Wie achtundneunzig Pronzent der deutschen Jugendlichen war auch mein Vater bei der sogenannten Hitlerjugend. Wahrscheinlich gehörte er zu den ersten Zehnjährigen, die nach Einführung der gesetzlichen Dienstregelung 1939 zweimal pro Woche zu Sport, Spiel und ideologischer Indoktrination antreten mussten – in vielen Fällen womöglich auch: durften. Denn mit zehn Jahren sind wir Jungs in der Regel noch ziemlich gesellig und sehen das mit dem Leute-Totschießen eher von der sportlich-spielerischen Seite.
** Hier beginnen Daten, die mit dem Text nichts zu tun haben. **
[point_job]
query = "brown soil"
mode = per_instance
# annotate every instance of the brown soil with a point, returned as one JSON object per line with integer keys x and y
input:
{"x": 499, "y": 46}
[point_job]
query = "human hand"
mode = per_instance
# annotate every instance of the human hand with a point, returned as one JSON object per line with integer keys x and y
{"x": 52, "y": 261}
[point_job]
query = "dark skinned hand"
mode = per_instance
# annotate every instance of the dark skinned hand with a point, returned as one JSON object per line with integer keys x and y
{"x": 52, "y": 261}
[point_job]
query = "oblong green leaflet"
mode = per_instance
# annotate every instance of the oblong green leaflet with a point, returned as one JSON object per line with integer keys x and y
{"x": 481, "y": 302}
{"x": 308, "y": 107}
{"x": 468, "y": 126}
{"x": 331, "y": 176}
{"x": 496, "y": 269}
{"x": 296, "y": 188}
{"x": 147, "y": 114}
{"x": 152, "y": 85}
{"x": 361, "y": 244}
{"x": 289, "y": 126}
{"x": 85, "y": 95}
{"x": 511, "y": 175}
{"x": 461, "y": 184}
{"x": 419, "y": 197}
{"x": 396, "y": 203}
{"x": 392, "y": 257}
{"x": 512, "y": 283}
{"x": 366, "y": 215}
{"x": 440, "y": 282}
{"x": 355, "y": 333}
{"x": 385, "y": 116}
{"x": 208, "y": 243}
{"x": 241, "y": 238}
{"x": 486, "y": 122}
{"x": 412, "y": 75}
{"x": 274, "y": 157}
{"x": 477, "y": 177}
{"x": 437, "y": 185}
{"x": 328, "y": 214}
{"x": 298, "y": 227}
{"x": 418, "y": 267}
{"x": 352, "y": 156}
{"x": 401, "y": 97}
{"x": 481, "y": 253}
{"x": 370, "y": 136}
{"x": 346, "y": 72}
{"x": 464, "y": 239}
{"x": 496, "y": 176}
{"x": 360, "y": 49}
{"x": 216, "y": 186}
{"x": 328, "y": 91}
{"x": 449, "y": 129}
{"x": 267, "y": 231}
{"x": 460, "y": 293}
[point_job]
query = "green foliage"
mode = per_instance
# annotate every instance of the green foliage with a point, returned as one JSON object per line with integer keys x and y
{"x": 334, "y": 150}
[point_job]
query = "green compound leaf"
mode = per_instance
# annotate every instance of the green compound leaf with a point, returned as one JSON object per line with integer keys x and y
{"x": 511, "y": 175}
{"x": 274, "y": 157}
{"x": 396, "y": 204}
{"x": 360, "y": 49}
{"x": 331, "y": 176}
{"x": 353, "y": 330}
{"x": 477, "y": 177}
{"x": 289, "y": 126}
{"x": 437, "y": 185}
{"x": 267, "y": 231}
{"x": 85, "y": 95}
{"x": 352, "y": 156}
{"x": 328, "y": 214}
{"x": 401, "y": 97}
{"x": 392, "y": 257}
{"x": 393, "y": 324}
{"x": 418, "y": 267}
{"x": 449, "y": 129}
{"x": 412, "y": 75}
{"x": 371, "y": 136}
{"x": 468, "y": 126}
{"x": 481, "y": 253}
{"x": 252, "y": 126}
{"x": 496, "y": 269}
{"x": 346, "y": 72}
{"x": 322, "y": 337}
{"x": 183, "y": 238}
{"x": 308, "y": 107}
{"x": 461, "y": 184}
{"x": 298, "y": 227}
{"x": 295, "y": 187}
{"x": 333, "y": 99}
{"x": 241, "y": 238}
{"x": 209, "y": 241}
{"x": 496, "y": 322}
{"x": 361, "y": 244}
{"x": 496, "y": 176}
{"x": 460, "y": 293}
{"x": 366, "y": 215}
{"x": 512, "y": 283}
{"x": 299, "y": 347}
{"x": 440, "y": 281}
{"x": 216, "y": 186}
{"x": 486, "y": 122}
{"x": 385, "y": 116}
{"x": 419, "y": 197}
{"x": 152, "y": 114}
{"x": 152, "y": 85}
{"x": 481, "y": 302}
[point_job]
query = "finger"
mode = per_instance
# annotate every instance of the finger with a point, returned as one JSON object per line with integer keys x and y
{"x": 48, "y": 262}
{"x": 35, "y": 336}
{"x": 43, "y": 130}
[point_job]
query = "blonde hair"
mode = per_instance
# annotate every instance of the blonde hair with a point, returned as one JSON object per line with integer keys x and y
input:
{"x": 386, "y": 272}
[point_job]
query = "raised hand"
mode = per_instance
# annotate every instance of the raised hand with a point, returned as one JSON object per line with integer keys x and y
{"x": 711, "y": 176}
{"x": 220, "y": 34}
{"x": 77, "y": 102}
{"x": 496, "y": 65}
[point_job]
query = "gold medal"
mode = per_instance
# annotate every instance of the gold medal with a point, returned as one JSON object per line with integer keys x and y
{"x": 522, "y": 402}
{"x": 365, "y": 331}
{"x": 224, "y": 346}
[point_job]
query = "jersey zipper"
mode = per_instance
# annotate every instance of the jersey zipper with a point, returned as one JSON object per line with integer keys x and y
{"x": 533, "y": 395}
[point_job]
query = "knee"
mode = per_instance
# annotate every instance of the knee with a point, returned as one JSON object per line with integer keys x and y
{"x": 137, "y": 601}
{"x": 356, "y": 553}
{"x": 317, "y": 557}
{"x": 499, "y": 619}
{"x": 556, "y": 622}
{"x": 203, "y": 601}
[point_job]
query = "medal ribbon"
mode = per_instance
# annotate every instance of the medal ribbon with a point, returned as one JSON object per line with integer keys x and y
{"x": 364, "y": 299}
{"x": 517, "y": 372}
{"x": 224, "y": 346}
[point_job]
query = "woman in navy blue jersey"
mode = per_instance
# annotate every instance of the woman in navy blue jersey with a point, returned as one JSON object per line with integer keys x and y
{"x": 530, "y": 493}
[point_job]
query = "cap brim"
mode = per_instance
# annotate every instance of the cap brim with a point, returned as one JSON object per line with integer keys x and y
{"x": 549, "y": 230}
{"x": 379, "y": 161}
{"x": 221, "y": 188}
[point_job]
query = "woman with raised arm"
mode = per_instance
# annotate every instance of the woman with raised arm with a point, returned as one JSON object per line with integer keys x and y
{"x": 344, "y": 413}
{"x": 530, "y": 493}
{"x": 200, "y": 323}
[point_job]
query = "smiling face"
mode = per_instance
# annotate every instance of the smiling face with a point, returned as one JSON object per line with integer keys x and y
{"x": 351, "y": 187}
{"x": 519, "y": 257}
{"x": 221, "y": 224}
In der Endphase des Krieges war mein Vater 15 Jahre alt und hatte damit eine kritische Grenze überschritten, da nach der Notdienstverordung vom Oktober 1938 „jeder Bewohner des Reichsgebietes nach Vollendung des 15. Lebensjahres zu beliebigen, vom Staat bestimmten Diensten herangezogen werden“ konnte. (Wikipedia) Mir ist allerdings nicht bekannt, dass er zu irgendwelchen kriegsdienstartigen Diensten herangezogen worden wäre; ebensowenig weiß ich, ob es ihn damals zu solchen Diensten hingezogen hat oder doch eher nicht. Viele Jahre später, am 31. Oktober 1959, schreibt er jedenfalls in einem Brief aus Oberammergau an seine Frau: „Übrigens habe ich gestern eine Vorladung ‚zur Erfassung des wehrdienstpflichtigen Jahrgangs‘ bekommen. Ich will mal sehen, was die wollen. Ich bin so lange geduldig, bis ich untersucht bin, ob ich überhaupt gesundheitlich tauglich bin. Eine Kriegsdienstausbildung mache ich nicht mit.“

Foto aus dem Nachlass von B. R.

Foto aus dem Nachlass von Berthold Rumold

Stille im Wechsel mit Poltern und Gaudimachen

Oberammergau, 17.11.1956, an Ch. Rumold: „Es macht mir die Arbeit viel Freude. Ich komme jetzt auch so nach und nach in die Schnitzweise der anderen Schnitzer hinein. Nur geht es mir noch viel zu langsam. Mit unserem Vorarbeiter, dem schon genannten jungen Mann, verstehe ich mich auch gut. Gestern saßen wir noch bis spät in die Nacht über einer Arbeit, wobei ich mit Freuden sehr viel lerne. Die anderen Kumpels bleiben alle mehr oder weniger derb wie es halt so ihre Art ist. Sie gehen gerne ins Wirtshaus. Sonntags bestimmt und unter der Woche mindestens einmal. Am nächsten Tag sitze ich dann mit Herrn Pankratz und unserem siebzigjährigen Opa in wohltuender Stille alleine in der Werkstatt. Dann holen wir auch im Radio die Musik oder Sendung, welche uns gefällt. Aber am folgenden Tag, wenn alle wieder da sind ist das Poltern und Gaudimachen dann um so größer. Es ist halt was arges wenn man so empfindlich ist. Das Wetter war bei uns in der letzten Zeit auch nicht gerade schön. Im Dorf ist der Schnee geschmolzen und der Nebel hängt oft den ganzen Tag zwischen den Bergen und kann nicht abziehen. Werden aber die Berge frei, dann sieht man wie in einer bestimmten Höhe der Wald weiß wird, wo also die Kältegrenze liegt. Ich hab einmal in einem Ganghoferbuch davon gelesen, daß das Frühjahr genau am Berg gezeichnet war. Das heißt, oben auf den Gipfeln lag Schnee. Etwas tiefer wurde der Wald schwarz bis unten am Bauernhof die Blumen blühten. Ach ja, du hast nach dem Hof von meiner Großmutter gefragt. Nein, ich war noch nicht dort. Uffing heißt das Dorf. Na, mal sehen, vielleicht wenn der Winter vorbei ist, schau ich mal hin.“

Weltaufgang Januar 1959 – und alles Land liegt in tiefstem Schnee

Die paplose Familie 1959, die große und die neue kleine Christl und Lothar, der liebe Bub.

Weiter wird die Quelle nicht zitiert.